His speech, “Searching for what’s real in the digital world,” will encourage graduates to discover authentic communication in spite of modern technology.
“In this world of mass communication, the technology is great,” Charles said, “but you do lose something along the way.”
For Charles, there are two sides to what is considered “real” communication: there is the “true” side and the “authentic” side. While most college graduates are trained to look for facts and evidence, authentic communication, he says, is becoming harder to come by.
“Don’t agree with just anything anyone sends your way,” he said. Searching for what is authentic, according to Charles, requires curiosity, skepticism and a critical approach to a topic.
“There’s real communication, and communication that is less real or authentic,” Charles said. “How ‘real’ is Facebook communication?” Social media resources and other Internet based forms of communication, he says, run the risk of dominating authenticity.
And for someone like Charles, authenticity in relationships is a key factor in his decision to give the commencement address.
Charles said that even though he didn’t attend Goshen College, the college has been an important part of his life, due to his connections and friendships.
Growing up near Lancaster, Penn., he first came into contact with journalism as editor-in-chief for his high school newspaper, working alongside Goshen College’s communication department chair, Duane Stoltzfus.
Charles’ interests, however, led him to study economics and international affairs at American College. Nevertheless, he quickly found himself working as a reporter again.
“A couple of decades ago,” said Charles, “I fell almost by accident into writing about science and technology.” As a freelance writer, Charles’ paying customers tended to be science magazines.
“Freelancing is a free, but isolating and precarious existence,” he said. In time, Charles gained stability through radio broadcasting and correspondence.

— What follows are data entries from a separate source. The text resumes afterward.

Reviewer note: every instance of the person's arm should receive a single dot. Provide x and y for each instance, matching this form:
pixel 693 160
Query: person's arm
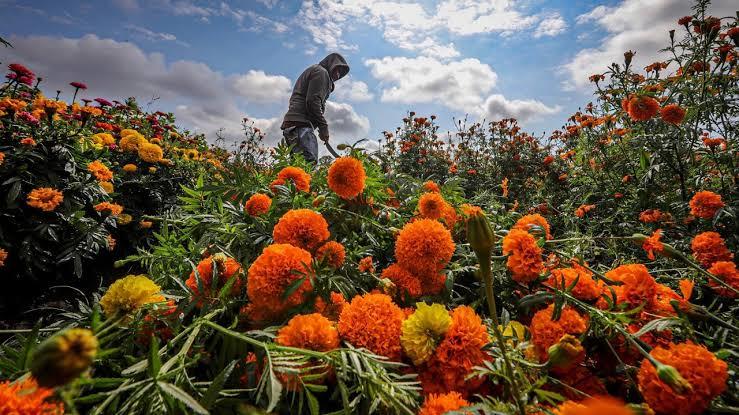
pixel 318 90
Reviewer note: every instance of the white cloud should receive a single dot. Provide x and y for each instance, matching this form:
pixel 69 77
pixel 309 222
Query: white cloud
pixel 551 25
pixel 497 106
pixel 460 85
pixel 636 25
pixel 347 89
pixel 259 87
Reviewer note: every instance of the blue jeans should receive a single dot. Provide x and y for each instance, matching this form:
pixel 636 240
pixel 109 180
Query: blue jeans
pixel 303 141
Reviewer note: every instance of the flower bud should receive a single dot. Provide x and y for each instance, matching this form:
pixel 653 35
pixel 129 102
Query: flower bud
pixel 672 377
pixel 63 357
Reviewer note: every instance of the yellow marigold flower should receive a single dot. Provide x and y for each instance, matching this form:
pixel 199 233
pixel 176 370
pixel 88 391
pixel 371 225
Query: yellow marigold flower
pixel 423 330
pixel 151 153
pixel 129 293
pixel 63 357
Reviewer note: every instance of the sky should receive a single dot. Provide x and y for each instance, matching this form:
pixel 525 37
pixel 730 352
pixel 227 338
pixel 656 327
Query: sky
pixel 214 62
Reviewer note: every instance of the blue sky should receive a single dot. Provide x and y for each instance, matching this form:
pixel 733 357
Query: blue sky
pixel 214 62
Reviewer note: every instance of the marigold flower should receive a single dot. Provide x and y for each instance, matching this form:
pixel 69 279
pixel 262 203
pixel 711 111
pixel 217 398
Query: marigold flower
pixel 458 353
pixel 439 404
pixel 346 177
pixel 303 228
pixel 226 268
pixel 534 224
pixel 705 374
pixel 44 198
pixel 279 266
pixel 545 332
pixel 424 247
pixel 642 107
pixel 726 271
pixel 61 358
pixel 524 256
pixel 638 285
pixel 100 171
pixel 128 294
pixel 374 322
pixel 25 397
pixel 672 114
pixel 298 176
pixel 423 330
pixel 333 253
pixel 709 248
pixel 258 204
pixel 705 204
pixel 113 208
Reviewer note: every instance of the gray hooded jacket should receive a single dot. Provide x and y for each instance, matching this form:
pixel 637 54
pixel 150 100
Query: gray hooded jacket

From 1993 to 1999, Charles served as NPR’s technology correspondent. Charles writes on his website that “the discoveries and gizmos were entertaining enough in their own right, but I grew more fascinated by what produced them: human dreams, cultural obsessions and political power.”
Following these fascinations, Charles published two books: “Master Mind: The Rise and Fall of Fritz Haber, The Nobel Laureate Who Launched the Age of Chemical Warfare,” published in 2005, and “Lords of the Harvest: Biotech, Big Money and the Future of Food,” in 2001.

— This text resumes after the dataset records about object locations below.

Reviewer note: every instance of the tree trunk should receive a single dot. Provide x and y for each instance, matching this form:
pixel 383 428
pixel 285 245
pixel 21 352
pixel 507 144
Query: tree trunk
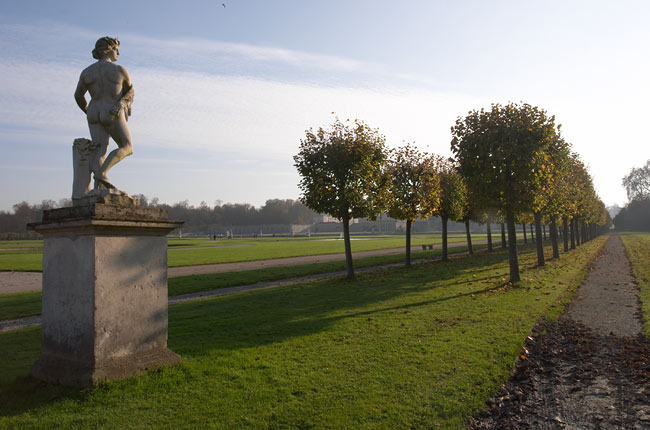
pixel 489 237
pixel 532 235
pixel 348 248
pixel 538 242
pixel 553 232
pixel 444 238
pixel 512 248
pixel 469 238
pixel 408 242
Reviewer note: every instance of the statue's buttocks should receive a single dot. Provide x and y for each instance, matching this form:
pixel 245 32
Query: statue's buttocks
pixel 111 93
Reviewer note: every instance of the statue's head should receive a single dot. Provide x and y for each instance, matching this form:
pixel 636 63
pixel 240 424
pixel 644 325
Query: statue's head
pixel 104 45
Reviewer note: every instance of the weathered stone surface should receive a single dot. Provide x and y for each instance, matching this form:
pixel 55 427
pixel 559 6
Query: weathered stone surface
pixel 101 212
pixel 104 293
pixel 109 196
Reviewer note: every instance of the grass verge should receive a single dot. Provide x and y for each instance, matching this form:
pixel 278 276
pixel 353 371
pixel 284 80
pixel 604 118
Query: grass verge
pixel 192 252
pixel 20 305
pixel 399 348
pixel 637 246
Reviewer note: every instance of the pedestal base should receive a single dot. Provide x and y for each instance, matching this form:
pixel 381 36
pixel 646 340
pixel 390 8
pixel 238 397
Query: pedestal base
pixel 104 293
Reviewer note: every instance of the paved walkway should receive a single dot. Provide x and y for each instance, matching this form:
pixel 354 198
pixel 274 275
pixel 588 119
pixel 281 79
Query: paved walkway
pixel 18 282
pixel 36 320
pixel 589 371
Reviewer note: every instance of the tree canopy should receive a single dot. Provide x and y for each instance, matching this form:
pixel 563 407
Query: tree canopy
pixel 413 188
pixel 341 172
pixel 501 154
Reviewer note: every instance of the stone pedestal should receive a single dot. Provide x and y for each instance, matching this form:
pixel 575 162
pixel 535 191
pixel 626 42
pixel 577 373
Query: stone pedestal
pixel 104 293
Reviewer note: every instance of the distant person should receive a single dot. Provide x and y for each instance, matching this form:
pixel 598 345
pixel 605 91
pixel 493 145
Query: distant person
pixel 111 96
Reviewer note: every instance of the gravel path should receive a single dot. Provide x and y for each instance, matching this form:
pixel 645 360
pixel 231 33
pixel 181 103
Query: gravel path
pixel 591 370
pixel 19 323
pixel 18 282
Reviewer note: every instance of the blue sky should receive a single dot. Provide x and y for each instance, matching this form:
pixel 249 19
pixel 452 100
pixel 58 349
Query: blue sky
pixel 223 95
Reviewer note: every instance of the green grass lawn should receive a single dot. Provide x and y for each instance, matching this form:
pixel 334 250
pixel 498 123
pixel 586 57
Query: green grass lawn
pixel 399 348
pixel 10 244
pixel 638 250
pixel 192 252
pixel 28 304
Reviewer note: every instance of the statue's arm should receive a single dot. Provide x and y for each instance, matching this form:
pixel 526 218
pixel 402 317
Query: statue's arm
pixel 80 95
pixel 126 100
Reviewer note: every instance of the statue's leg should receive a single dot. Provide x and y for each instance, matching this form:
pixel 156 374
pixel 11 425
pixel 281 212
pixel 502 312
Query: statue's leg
pixel 100 136
pixel 120 133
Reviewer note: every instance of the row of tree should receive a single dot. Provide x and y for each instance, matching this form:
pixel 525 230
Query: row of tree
pixel 635 216
pixel 511 165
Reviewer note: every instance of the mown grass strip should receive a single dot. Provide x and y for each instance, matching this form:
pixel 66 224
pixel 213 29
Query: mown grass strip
pixel 638 250
pixel 402 348
pixel 203 251
pixel 20 305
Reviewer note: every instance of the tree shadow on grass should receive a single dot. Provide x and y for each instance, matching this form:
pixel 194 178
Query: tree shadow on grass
pixel 259 318
pixel 267 316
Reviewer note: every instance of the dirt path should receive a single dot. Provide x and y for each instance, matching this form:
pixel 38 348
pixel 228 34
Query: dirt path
pixel 18 282
pixel 589 371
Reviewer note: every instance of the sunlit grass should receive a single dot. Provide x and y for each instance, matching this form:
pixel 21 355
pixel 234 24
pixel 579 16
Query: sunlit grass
pixel 400 348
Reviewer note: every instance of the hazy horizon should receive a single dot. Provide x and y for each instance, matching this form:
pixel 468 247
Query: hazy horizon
pixel 223 95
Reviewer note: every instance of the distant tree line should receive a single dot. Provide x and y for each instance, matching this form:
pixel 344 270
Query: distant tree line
pixel 635 216
pixel 511 166
pixel 197 218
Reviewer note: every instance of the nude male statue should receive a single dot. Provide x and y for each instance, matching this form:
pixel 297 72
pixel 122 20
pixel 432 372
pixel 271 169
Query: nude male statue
pixel 111 96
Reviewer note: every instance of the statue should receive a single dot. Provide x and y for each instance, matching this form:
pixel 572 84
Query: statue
pixel 111 96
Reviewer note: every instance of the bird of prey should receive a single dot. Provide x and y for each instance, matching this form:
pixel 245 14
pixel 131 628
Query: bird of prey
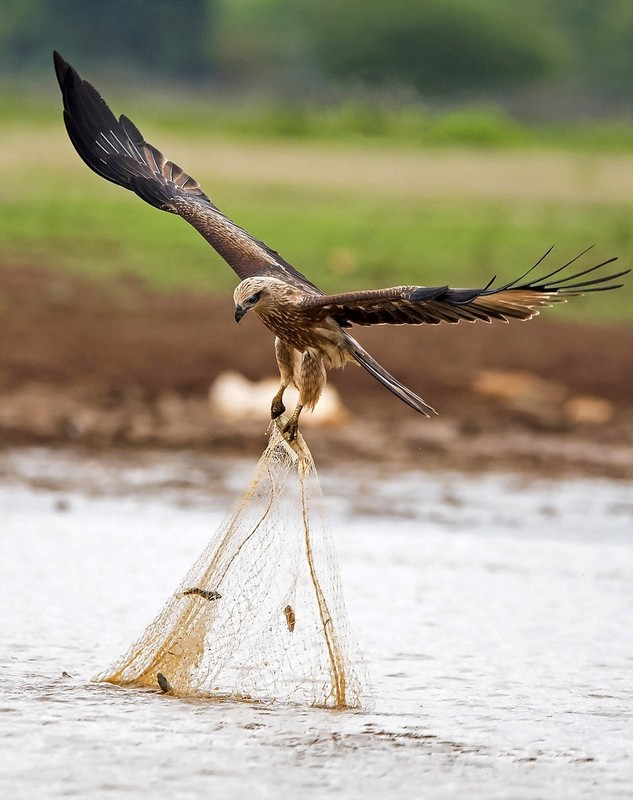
pixel 310 326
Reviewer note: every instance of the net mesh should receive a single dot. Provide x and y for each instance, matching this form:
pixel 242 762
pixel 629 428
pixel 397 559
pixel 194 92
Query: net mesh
pixel 260 615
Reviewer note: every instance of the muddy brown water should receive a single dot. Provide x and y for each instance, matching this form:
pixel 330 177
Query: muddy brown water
pixel 493 612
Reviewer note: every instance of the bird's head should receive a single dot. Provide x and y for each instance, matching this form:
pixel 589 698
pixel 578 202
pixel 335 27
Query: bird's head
pixel 252 293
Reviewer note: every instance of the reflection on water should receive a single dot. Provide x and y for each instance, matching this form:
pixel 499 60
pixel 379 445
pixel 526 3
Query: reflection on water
pixel 494 614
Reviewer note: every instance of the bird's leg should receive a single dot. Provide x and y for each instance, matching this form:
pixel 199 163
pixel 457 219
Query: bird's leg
pixel 292 427
pixel 277 407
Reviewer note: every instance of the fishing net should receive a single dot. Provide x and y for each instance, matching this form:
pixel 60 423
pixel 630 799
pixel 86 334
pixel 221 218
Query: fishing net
pixel 260 615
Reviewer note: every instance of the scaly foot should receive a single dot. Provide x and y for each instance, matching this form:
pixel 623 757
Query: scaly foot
pixel 277 408
pixel 291 430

In 2011, Charles returned to NPR for his current position as food and agriculture correspondent. “The bread and butter of the beat,” he said, “is telling the story of how food gets to your plate.”
Charles has covered agriculture’s environmental implications, community gardens and the food industry at large. Recently, he has been working on a story about the proper methods of making Greek yogurt, as well as possible changes to certain food aid programs.
Despite the recent focus on agriculture and food, Charles enjoys reporting on environmental issues, energy issues, history, technology and economics. However, technology, food and agriculture have been the most engaging for him.
“From popular food crops to modern digital maps,” Charles said, “our machines reflect our culture and our politics.”
“Searching for what’s real in the digital world” is a topic that Charles finds “interesting and potentially useful” for graduates. As a father of two teenage girls, he sees the effects of technology on his children.
Charles, who grew up well before the massive integration of the Internet with daily life, hopes to impart upon graduates the importance of “being conscious of the influence of technology around us.”
Dan Charles will be presenting his commencement address on Sunday, April 28 at 3 p.m. in the Roman Gingerich Recreation-Fitness Center.